Bemerkenswert ist Gaucks Ansage, "in Europa fehlt eine große identitätsstiftende Erzählung", etwa ein Gründungsmythos nach Art einer Entscheidungsschlacht. Damit rückt Deutschlands Präsident vom bislang prägenden Bild der EU, die aus den Trümmern des Zweiten Weltkrieges entstanden ist und zur Versöhnung der Erzfeinde Frankreich und Deutschland geführt hat, als gesamteuropäische Metapher ab. Gauck, der nicht aus der DDR geflohen war, zeigt auf, dass Europa lange nur ein Konzept aus der Perspektive des Westens gewesen ist. Für die mittel- und osteuropäischen Staaten, die erst nach dem Fall des "Eisernen Vorhangs" ihre Freiheit erlangten, kann 1945 nicht der entscheidende positive Bezugspunkt zu Europa sein.
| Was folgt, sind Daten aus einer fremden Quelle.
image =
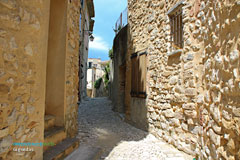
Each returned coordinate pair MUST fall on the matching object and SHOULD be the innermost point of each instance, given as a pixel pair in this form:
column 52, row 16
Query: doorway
column 55, row 81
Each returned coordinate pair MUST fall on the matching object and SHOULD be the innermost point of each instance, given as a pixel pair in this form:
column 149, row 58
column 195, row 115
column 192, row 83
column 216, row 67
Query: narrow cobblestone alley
column 104, row 135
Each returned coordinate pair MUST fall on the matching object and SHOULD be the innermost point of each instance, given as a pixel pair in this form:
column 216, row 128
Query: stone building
column 86, row 29
column 39, row 65
column 94, row 72
column 182, row 74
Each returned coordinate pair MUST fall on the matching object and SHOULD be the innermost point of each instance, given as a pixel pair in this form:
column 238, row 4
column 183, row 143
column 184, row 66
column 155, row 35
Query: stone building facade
column 191, row 74
column 87, row 23
column 39, row 65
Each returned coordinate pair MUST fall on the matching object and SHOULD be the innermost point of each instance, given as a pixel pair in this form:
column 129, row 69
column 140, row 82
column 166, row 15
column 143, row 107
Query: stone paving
column 100, row 127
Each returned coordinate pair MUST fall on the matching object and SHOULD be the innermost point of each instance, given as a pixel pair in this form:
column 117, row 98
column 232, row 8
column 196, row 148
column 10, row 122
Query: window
column 139, row 72
column 82, row 2
column 89, row 64
column 175, row 15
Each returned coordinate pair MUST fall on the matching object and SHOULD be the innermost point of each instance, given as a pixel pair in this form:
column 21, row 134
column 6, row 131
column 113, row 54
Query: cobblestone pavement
column 100, row 127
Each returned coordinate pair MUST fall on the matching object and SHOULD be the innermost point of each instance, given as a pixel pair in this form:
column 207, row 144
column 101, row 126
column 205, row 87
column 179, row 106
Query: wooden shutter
column 134, row 75
column 143, row 73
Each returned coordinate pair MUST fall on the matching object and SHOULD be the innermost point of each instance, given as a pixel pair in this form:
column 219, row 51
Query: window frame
column 176, row 26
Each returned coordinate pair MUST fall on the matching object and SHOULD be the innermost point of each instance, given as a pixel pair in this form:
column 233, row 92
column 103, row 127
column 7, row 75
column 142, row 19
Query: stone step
column 54, row 135
column 85, row 152
column 61, row 150
column 49, row 121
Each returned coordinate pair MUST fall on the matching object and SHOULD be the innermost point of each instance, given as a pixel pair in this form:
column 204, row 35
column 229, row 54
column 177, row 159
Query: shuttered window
column 139, row 72
column 176, row 29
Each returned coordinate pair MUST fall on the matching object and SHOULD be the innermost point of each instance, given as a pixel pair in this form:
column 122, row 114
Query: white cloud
column 99, row 44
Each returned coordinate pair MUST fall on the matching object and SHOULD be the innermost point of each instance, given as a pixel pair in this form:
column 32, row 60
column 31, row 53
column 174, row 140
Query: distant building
column 86, row 28
column 94, row 72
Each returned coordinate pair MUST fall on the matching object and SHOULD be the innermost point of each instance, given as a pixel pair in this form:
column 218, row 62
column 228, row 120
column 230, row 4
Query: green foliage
column 97, row 83
column 110, row 53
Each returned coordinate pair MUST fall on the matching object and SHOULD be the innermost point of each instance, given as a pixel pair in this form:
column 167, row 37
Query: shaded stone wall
column 193, row 97
column 119, row 70
column 24, row 28
column 23, row 52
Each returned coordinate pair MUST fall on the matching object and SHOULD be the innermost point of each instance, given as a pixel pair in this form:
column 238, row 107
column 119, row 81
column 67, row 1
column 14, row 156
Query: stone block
column 4, row 132
column 189, row 106
column 215, row 138
column 5, row 144
column 190, row 92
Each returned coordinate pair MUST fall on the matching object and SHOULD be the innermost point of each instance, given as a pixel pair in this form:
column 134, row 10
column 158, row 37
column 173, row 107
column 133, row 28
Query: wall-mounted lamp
column 90, row 34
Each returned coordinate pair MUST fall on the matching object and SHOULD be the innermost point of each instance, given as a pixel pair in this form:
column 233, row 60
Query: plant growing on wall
column 110, row 53
column 97, row 83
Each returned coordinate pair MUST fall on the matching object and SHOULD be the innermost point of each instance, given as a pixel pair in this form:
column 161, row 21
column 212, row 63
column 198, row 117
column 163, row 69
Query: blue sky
column 106, row 14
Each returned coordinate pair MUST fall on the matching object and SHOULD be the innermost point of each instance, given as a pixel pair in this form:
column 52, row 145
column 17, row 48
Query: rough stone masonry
column 23, row 59
column 193, row 96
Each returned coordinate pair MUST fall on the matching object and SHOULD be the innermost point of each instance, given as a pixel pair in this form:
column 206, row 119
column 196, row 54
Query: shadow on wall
column 134, row 107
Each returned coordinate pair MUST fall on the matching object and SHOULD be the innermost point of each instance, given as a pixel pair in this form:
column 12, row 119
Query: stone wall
column 23, row 52
column 119, row 70
column 193, row 96
column 72, row 68
column 24, row 30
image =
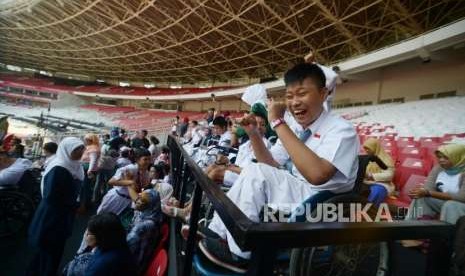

In seiner Rede setzt Gauck gleich mehrere Botschaften an das deutsche und europäische Publikum ab. Er beschwichtigt jene, die vor einer deutschen Vormachtstellung warnen - Ziel sei kein deutsches Europa, sondern ein europäisches Deutschland - und kritisiert jene deutschen Politiker, die "wenig Empathie für die Situation der anderen aufgebracht haben" - ohne Griechenland explizit zu nennen. An die Briten appelliert Gauck, Teil der EU zu bleiben. Auch empfiehlt er Englisch als Verkehrssprache unter den Europäern, die eine gesamteuropäische Öffentlichkeit nach Vorbild des deutsch-französischen TV-Senders Arte schaffen sollen. Und Gauck wäre nicht Gauck, würde er nicht die Bürger in die Pflicht nehmen: "Sei nicht gleichgültig! Sei nicht bequem! Erkenne Deine Gestaltungskraft!", ruft er den 200 Gästen in Schloss Bellevue zu.

Minderheitenprogramm

Das größte Problem seiner Rede spricht Gauck selbst an: die fehlenden Umsetzungsmöglichkeiten. Denn "ohne die Zustimmung der Bürger könnte keine europäische Nation, kann kein europäischer Staat wachsen". Gauck hat eine Perspektive aufgezeigt, die von der politischen Elite akklamiert wird, aber innerhalb der Gesamtbevölkerung bloß ein Minderheitenprogramm ist.